RSS

Seni Gidi Amcık ağızlı Seni!!!!!!

Uyarı: biraz uzun bi yazı olmuş, sonradan farkettim. Anca rahatlamışım, bu da kişisel kusmuklarımdan bir demettir.

Geçenlerde SH ile olan buluşmamızda, Ankara mecaramı anlatırken, akrabalardan(daha doğrusu dedemin akrabaları sayılır) bir tanesinin özellikle evine gidip, düzgünce kapısını çalıp, bi dakka gelsene diiip, apartmana çekip, suratına, apartmanda büyük bir yankı yapacak kadar sesli bir osmanlı tokadı çakıp ki karşımdaki dişi olduğundan,( hani erkek olsa suratının ortasına bir yumruk yemesi daha münasip olur tabiii) sonra da bütün komşularına kapıyı açtıracak şekilde ulan ...mcık ağızlı , ...rospuuuu, senin o verdiğin 100 yetaleyi senin kıçına sokarım layn, benden, dedemden, anamdan ve en büyük teyzemden uzak durcaksın diyip, saçından tutuğum gibi, arkasını çevirip, o koca, yemiş de sıçamamış, domuz götü gibi kıçına da okkalı bir tekme atıp, yere serip, ulan ...mcık ağızlı ben gidene kadar kalkma yerden diyip çekip giderken, bir an geri dönüp, ulan ..mcık ağızlı şimdi al sana şahane bi dedikodu malzemesi, balladıra ballandıra yaşadığın sürece yap dedikodunu hahahahah... demek ve yeni taşındığı sosyete semtindeki komşularına bir güzel rezil etmek istediğimi anlatırken, SH korkuyla "DŞ sen de bazen çok cadı oluyorsun, ne kadar kavgacısın" dedi. Ben de "ama yapamadım ki, fantaziden öte gidemedi, değil evini cep numarasını bile bilmiyorum, dayımı aradım açmadı, teyzeme o kadar baskı yaptım, vermedi cebini, annem uyma, ağzına yazık dedi falan filan yani içimde ukte kaldı gitti" dedim. Sonra olayı dinleyince onun da ağzı açık kaldı. karikatür şurdan

Şİmdi bizim Hüsyin çavuş ilk hastalandığında 6 ay önce kadar, bir ay hastanede yattık beraberce, annem, büyük teyzem ve ben; sonra dedem iyileşti ama özel bakıma gerek duyuldu. Evde hemşire tutmak gerekir denildi. Bu arada diğer çocukları , gelinleri, torunları, el gibi geçmiş olsun dediler ve gittiler. Ben ve sevgilim ÖB uzun ve yıpratıcı arayışlardan sonra dedeme süper bir bakımevi bulduk, sonra herkese teyzem aracılığıyla haber verildi, herkes bu yerin çok pahalı olduğunda hemfikir oldu ama bu arada herkes ortada yok, para da yok ama sesler eko şeklinde bana ulaşıyordu. Neyse ben kimseyi dinlemedim, dedeme en uygun yerin burası olduğuna karar verdim, gerekirse tek başıma bu parayı ödeyeceğimi söyledim (nasıl bilmiyorum ama) ve dedem oraya yerleşti.

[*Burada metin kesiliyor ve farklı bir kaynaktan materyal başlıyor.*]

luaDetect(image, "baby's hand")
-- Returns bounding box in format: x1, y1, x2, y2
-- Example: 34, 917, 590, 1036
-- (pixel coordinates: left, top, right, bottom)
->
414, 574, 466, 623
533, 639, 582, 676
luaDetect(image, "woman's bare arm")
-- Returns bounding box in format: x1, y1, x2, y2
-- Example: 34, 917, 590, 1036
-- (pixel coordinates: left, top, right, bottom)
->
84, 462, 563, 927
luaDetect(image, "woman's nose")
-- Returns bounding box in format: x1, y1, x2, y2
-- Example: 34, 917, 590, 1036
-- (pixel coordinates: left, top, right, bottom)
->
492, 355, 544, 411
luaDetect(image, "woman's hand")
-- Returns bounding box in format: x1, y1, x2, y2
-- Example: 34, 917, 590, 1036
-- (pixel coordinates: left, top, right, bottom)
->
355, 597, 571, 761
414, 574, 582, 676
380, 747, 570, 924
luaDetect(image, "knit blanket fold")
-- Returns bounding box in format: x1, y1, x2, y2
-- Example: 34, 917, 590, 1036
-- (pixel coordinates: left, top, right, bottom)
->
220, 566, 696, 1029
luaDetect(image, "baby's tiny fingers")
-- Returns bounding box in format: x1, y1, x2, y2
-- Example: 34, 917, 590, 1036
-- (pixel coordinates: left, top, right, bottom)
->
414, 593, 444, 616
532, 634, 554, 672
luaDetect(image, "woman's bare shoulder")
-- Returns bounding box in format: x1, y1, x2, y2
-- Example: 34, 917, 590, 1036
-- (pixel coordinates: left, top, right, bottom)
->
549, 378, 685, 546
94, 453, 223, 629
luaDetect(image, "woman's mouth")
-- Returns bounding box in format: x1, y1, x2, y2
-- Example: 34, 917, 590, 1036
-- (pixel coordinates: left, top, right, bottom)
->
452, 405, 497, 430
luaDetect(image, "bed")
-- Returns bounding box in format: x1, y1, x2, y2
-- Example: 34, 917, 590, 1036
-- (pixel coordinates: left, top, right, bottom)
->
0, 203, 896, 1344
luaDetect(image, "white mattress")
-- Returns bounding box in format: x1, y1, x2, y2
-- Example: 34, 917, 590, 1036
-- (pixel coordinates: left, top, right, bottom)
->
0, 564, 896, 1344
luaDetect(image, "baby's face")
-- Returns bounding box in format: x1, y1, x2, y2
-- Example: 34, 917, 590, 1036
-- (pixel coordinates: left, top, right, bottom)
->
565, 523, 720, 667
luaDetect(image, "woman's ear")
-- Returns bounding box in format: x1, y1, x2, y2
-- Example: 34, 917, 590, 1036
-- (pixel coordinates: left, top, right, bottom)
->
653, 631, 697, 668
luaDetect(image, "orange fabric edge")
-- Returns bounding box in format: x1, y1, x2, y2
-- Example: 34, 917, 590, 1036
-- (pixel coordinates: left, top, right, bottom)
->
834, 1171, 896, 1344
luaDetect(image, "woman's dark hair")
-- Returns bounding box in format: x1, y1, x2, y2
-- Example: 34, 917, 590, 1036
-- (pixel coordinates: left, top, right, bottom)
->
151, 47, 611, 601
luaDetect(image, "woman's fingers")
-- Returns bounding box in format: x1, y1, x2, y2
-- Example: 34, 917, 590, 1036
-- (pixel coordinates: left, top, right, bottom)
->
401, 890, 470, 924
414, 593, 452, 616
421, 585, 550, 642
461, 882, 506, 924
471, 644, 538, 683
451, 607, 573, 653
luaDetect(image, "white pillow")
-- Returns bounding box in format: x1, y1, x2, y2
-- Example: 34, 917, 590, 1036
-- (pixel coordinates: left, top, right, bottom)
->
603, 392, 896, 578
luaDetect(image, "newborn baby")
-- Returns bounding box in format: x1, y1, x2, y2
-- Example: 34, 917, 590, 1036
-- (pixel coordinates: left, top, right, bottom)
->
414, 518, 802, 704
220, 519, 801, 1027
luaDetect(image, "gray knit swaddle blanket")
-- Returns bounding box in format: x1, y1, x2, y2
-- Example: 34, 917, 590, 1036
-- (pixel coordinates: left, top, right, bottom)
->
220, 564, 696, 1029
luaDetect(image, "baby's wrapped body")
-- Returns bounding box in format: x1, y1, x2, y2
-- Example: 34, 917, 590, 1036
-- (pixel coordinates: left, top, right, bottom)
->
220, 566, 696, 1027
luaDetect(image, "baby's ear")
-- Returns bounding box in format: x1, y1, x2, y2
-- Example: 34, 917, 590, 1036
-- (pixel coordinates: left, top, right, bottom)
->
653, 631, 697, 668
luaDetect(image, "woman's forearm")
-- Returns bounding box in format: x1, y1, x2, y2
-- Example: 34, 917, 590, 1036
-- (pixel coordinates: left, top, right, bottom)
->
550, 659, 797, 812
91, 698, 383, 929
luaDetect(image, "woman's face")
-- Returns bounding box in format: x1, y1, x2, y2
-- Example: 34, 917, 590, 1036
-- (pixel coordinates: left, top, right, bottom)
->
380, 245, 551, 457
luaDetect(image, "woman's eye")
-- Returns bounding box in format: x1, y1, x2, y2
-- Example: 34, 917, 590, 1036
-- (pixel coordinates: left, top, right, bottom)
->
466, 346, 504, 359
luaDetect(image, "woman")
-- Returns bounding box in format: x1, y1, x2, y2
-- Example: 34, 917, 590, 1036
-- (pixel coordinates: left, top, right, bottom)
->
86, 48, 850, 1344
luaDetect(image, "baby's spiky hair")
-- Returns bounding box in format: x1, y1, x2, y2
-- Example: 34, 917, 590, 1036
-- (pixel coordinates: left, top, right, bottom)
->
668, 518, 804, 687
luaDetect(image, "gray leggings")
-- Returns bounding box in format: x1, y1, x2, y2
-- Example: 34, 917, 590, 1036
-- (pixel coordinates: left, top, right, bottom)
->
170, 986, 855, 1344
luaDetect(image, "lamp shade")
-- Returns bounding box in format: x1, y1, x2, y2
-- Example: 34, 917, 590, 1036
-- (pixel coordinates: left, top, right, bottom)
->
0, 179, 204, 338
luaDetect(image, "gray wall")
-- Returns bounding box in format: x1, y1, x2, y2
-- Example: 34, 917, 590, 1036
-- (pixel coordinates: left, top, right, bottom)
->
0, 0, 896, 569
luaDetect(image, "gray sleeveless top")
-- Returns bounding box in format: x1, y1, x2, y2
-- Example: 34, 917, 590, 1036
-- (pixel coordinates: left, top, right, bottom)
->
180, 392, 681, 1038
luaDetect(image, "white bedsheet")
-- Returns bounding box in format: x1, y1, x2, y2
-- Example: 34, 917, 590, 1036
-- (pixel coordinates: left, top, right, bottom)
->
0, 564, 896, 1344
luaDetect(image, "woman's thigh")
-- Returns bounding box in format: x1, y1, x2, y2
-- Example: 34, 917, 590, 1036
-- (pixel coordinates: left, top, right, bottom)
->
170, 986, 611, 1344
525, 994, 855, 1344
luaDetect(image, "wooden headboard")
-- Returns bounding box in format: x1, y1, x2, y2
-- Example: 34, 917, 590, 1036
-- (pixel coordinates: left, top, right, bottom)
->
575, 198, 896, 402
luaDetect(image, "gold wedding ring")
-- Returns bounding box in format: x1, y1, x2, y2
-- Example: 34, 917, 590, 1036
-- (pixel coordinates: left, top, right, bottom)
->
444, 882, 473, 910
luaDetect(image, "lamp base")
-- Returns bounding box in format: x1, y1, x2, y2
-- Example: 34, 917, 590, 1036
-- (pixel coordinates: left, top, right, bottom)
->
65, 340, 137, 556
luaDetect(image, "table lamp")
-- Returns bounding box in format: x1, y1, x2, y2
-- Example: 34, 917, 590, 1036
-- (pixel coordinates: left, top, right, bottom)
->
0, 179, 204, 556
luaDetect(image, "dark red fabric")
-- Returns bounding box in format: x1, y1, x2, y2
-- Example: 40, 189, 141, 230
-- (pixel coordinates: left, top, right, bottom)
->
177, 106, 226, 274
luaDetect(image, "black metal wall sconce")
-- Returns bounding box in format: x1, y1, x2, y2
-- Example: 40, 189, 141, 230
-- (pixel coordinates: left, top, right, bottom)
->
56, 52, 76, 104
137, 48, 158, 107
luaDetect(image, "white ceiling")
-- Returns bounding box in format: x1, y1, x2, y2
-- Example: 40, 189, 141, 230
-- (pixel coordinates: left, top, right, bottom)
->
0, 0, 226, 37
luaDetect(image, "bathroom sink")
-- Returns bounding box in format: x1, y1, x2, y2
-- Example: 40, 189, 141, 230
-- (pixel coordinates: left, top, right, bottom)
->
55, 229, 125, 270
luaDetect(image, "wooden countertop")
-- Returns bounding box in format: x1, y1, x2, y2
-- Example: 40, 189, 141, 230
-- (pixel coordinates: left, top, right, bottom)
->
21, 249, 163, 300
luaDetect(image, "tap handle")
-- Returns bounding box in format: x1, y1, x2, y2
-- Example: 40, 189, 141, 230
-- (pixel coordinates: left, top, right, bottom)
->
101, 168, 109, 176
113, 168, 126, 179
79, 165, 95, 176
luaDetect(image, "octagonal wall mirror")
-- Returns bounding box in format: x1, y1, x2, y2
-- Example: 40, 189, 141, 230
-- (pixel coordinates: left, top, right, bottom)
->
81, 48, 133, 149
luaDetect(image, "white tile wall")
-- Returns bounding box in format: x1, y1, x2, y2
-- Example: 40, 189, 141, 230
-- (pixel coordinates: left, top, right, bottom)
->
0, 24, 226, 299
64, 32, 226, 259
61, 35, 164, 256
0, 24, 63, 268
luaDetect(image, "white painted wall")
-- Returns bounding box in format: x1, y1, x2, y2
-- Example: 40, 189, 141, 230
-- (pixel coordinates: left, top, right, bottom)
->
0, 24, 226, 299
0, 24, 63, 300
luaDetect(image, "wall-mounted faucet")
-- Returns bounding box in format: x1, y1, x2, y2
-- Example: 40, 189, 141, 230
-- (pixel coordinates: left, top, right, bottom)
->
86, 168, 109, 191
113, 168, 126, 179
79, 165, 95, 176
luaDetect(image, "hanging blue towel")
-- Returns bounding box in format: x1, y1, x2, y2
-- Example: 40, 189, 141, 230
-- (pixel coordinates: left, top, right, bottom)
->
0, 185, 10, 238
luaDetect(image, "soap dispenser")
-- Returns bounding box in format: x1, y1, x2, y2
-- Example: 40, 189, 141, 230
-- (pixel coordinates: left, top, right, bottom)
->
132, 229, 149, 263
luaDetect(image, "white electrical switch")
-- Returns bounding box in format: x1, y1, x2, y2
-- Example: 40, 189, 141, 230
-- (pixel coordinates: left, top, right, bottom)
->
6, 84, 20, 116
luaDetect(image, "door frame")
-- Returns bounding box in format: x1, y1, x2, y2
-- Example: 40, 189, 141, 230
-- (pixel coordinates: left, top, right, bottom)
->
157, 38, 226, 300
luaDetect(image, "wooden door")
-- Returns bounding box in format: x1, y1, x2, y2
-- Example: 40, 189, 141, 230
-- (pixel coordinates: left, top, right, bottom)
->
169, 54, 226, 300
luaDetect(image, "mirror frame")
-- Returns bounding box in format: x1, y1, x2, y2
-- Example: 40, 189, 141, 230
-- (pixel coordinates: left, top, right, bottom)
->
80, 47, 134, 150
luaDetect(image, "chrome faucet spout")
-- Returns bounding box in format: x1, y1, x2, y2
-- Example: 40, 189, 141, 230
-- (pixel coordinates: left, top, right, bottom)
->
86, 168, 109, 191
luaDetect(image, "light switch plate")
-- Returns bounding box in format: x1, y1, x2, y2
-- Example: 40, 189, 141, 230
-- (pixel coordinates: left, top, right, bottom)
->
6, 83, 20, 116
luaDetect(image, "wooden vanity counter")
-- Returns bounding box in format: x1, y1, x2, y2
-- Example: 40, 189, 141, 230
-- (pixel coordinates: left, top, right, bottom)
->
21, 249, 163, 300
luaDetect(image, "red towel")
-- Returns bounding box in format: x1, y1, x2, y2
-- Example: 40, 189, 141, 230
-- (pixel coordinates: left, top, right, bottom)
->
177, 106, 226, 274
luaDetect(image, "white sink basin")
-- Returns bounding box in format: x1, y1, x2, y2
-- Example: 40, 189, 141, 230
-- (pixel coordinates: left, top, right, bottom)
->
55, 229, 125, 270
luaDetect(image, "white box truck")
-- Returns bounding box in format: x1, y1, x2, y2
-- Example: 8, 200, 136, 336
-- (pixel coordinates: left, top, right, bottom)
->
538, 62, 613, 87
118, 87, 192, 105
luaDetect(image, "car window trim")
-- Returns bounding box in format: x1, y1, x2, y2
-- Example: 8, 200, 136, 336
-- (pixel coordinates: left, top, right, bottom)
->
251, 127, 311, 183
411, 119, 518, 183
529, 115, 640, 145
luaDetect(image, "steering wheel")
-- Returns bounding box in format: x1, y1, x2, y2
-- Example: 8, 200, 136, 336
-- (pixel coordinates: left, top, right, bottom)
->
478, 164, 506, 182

Şİmdi bu akrabalar içinde en büyük dayı, zaten babasıyla hiç ilgilenmez ve ilgilenmek istemediğini de açık seçik ifade ederdi ki bence açık olmak takdir edilecek bi şeydir.Ama buna rağmen üç kuruşluk maaşından her ay 100 lirayı da hesaba hiç sevmediği babası için yatırır hale gelmesi de ayrı bir takdir konusudur. Diğere çocuklardan bi kısmı her ay veribildiklerini, düzenli olmasa da vermeye çalıştılar. Ama bi tanesi varki evlere şenlik; Ortanca dayı ama bu dayının esamesi yok, kendini içkiye vurmuş, yıllardır evli kaldığı avratla hayatı yaşanılabilir kılmanın en güzel yolunu bulmuş zavallım. O yüzden onun da cezai ehliyeti yok sayılsa yeridir. Amma velakin bu dayı ortada olmamasına rağmen , bu dayının parayla oynamaktan sıkılmış, cahil, sonradan görme bir avradı var ki evlere şenlik aaa dostlar.Bu şenlik aracı yaratık sürekli söylenmeyen şeyleri kafasında kurup, ordan oraya taşıyıp, sülalede herkesi birbirine düşürüyor ve bunu evlendiği günden beri durmaksızın ve bıkmaksızın yapıyor. Hatta kimse onu artık ciddiye almayıp ,ilgilenmeyince daha da kudurup, eline bi çomak alıp, arı kovanını kurcalayan bir ahmak haline bile dönüşüyor.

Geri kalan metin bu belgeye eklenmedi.